We recommend making small changes to the consensus rules so that miners can give lower priority to blocks whose block header is above a certain threshold time (such as 1 minute). This will increase the chance for an attacker to lose the block spread competition, and thus reduce the effectiveness of BDoS attacks. Unfortunately, this countermeasure is not fundamental. As we explained in the paper, attackers can use smart contracts or zero-knowledge proofs to prove that they found a block (instead of publishing a block header). The use of these technologies will make it impossible to distinguish between the attacker block and the rational miner block in the block propagation competition, thus rendering the mitigation technology ineffective.

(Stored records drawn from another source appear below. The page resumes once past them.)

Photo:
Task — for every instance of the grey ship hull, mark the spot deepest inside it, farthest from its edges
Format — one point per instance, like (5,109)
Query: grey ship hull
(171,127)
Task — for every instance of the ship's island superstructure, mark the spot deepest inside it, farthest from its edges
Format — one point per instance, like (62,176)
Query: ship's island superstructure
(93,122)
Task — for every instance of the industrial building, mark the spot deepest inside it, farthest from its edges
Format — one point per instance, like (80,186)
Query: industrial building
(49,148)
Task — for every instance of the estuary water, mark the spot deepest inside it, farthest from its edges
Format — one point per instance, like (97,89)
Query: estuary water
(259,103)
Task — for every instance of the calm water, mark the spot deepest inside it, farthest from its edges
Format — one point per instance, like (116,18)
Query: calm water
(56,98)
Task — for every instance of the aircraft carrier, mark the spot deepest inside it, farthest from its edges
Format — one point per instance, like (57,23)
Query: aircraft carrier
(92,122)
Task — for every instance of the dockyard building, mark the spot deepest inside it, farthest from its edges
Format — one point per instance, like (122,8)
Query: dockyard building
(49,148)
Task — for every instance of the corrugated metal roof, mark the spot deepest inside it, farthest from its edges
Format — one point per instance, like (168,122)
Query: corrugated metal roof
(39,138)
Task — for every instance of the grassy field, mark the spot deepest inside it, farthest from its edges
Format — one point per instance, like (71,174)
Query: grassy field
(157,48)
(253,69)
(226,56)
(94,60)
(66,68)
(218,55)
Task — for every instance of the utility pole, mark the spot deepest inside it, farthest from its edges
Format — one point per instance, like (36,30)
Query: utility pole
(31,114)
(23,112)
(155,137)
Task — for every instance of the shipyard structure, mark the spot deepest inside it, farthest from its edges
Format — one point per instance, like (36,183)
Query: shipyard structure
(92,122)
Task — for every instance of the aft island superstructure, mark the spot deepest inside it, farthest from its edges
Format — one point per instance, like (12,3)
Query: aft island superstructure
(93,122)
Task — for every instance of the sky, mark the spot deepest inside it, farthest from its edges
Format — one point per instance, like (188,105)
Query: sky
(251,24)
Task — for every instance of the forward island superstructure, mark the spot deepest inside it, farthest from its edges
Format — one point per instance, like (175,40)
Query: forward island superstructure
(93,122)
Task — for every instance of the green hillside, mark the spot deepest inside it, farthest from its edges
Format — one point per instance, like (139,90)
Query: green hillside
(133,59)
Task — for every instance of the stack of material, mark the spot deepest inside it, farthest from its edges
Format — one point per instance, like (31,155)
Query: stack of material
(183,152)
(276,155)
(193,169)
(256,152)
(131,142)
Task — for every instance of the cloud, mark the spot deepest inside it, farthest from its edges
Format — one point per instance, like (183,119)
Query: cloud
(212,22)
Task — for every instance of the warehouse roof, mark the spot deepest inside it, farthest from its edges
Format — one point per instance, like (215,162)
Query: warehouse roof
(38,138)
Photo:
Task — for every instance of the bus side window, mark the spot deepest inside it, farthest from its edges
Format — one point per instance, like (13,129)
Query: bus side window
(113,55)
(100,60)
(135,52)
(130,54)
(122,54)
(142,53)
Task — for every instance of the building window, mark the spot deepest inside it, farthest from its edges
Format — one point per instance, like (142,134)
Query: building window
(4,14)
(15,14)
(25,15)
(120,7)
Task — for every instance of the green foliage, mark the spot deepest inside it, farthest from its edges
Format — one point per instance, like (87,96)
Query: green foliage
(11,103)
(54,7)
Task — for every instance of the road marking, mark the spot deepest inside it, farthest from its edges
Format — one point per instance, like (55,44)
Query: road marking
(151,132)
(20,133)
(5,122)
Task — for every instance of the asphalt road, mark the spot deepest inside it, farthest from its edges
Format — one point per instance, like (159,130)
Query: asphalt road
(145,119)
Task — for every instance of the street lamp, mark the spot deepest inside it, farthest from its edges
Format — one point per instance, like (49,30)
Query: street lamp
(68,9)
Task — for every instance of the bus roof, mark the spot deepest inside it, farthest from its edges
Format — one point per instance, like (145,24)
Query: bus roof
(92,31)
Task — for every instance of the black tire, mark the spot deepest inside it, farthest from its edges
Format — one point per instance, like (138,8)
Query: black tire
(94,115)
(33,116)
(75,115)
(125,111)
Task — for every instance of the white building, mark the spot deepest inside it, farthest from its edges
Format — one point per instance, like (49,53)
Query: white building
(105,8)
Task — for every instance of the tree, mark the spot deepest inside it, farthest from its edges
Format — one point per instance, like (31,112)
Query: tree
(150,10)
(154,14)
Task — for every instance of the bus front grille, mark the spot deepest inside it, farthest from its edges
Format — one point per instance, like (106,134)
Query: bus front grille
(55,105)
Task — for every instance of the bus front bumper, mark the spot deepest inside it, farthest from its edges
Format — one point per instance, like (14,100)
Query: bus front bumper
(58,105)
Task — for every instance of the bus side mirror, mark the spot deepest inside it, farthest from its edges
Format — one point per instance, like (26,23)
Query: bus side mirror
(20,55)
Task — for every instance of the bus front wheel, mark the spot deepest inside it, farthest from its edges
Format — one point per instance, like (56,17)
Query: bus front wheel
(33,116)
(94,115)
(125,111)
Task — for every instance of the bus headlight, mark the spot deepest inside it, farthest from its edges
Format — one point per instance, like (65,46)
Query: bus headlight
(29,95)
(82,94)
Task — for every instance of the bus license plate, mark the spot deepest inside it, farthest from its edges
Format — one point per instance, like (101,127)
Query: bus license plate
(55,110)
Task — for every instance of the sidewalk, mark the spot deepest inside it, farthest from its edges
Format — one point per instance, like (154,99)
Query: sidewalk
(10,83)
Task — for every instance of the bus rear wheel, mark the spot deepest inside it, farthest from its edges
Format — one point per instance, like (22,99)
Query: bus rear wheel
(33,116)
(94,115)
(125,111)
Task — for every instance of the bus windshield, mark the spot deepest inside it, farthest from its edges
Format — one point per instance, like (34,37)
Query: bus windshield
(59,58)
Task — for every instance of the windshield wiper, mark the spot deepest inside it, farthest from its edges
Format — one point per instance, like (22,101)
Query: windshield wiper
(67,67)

Another possible solution for BDoS attacks is to use the uncle block reward mechanism, just like the scheme adopted by Ethereum. The uncle block reward mechanism rewards miners who dig to non-main chain (but directly connected to the main chain) blocks. If the uncle block reward mechanism is used, the chance of a reasonable miner to stop mining in a BDoS attack is much lower, because even if it loses the game, it will get a reward (equivalent to 7 of the Ethereum full block reward /8). However, this is a compromise because uncle blocks reduce the security against selfish mining attacks. In addition, another BDoS-like attack may be longer than the blockchain, which again causes serious competition losses.
BDoS is a threat to the Satoshi consensus blockchain because it allows attackers to perform denial-of-service attacks with much lower computing power than previous attacks. We have shown how attackers can distort incentives and guide profit-mining miners to stop mining activities. The mitigation measures we propose are easy to implement (no network fork is needed), but only affect specific types of BDoS attacks. If there are no more effective mitigation measures, the activity of the Satoshi consensus blockchain will depend on whether miners are willing to abide by the agreement in the case of lost revenue, that is, to be altruistic.